Last year, the province ordered Prairie Mountain Health to cut its spending on private agency nurses by 15 per cent before March 2026 after its spending soared to $35 million in 2024-25 from $8.1 million in 2020-21.

Asagwara has previously said the region has managed to cut agency costs by 14 per cent so far.

The owner of a Winnipeg-based nursing agency that no longer has contracts with the province, said Prairie Mountain Health started contacting unapproved agencies to come back and work for them 36 hours after dozens of the agencies were let go.

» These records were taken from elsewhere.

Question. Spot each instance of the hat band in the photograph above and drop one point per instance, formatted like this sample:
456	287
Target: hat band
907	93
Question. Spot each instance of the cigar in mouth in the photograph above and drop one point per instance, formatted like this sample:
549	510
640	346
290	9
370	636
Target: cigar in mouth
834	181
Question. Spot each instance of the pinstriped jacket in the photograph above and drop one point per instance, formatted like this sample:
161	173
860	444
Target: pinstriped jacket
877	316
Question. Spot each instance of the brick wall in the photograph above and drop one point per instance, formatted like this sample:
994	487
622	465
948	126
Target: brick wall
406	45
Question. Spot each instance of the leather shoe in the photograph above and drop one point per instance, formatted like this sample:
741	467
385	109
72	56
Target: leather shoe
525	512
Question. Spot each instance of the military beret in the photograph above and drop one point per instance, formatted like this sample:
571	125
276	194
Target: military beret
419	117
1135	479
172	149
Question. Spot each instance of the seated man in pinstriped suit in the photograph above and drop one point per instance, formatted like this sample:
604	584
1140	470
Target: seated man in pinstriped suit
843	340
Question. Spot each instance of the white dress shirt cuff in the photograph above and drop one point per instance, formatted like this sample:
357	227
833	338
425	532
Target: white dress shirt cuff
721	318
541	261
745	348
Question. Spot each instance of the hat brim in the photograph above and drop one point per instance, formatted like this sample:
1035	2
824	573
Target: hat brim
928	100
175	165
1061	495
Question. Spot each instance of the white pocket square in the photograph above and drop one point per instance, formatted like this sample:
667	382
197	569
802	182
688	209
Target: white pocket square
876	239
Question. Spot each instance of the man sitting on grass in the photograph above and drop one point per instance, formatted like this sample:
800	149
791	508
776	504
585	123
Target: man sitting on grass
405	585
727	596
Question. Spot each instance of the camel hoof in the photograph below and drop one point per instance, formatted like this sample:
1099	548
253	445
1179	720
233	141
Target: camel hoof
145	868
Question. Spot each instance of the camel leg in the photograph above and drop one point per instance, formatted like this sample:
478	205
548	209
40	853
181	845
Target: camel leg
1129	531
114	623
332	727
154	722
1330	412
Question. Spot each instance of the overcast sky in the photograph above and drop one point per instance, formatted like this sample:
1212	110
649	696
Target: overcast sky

Prairie Mountain Health declined to provide a comment on Wednesday and deferred any questions to the health minister.

The private agency owner, who spoke to the Sun anonymously because he’s worried about retribution from the province, said: “It’s been devastating to a lot of us, knowing that our friends and co-workers that we’ve worked with for years are suffering like they are … and it shouldn’t have happened.”

His agency didn’t submit a proposal, he said, adding that it wasn’t worth it to solely rely on business in Manitoba because the rates paid to agencies “are the lowest in the country” and haven’t changed since 2009.

The agency has up to 120 nurses and 75 health-care aides that work in other provinces like Alberta, Ontario and Nova Scotia, including some non-goverment contracts in Manitoba. Only one of his former staff has switched over to work for Augury Healthcare, while a few are going through the provincial travel nurse team’s onboarding process, he said.

He told the Sun that nurses like working for private agencies because it can be difficult to find a full-time job in the public system and they have more flexibility to pick up shifts when they want to.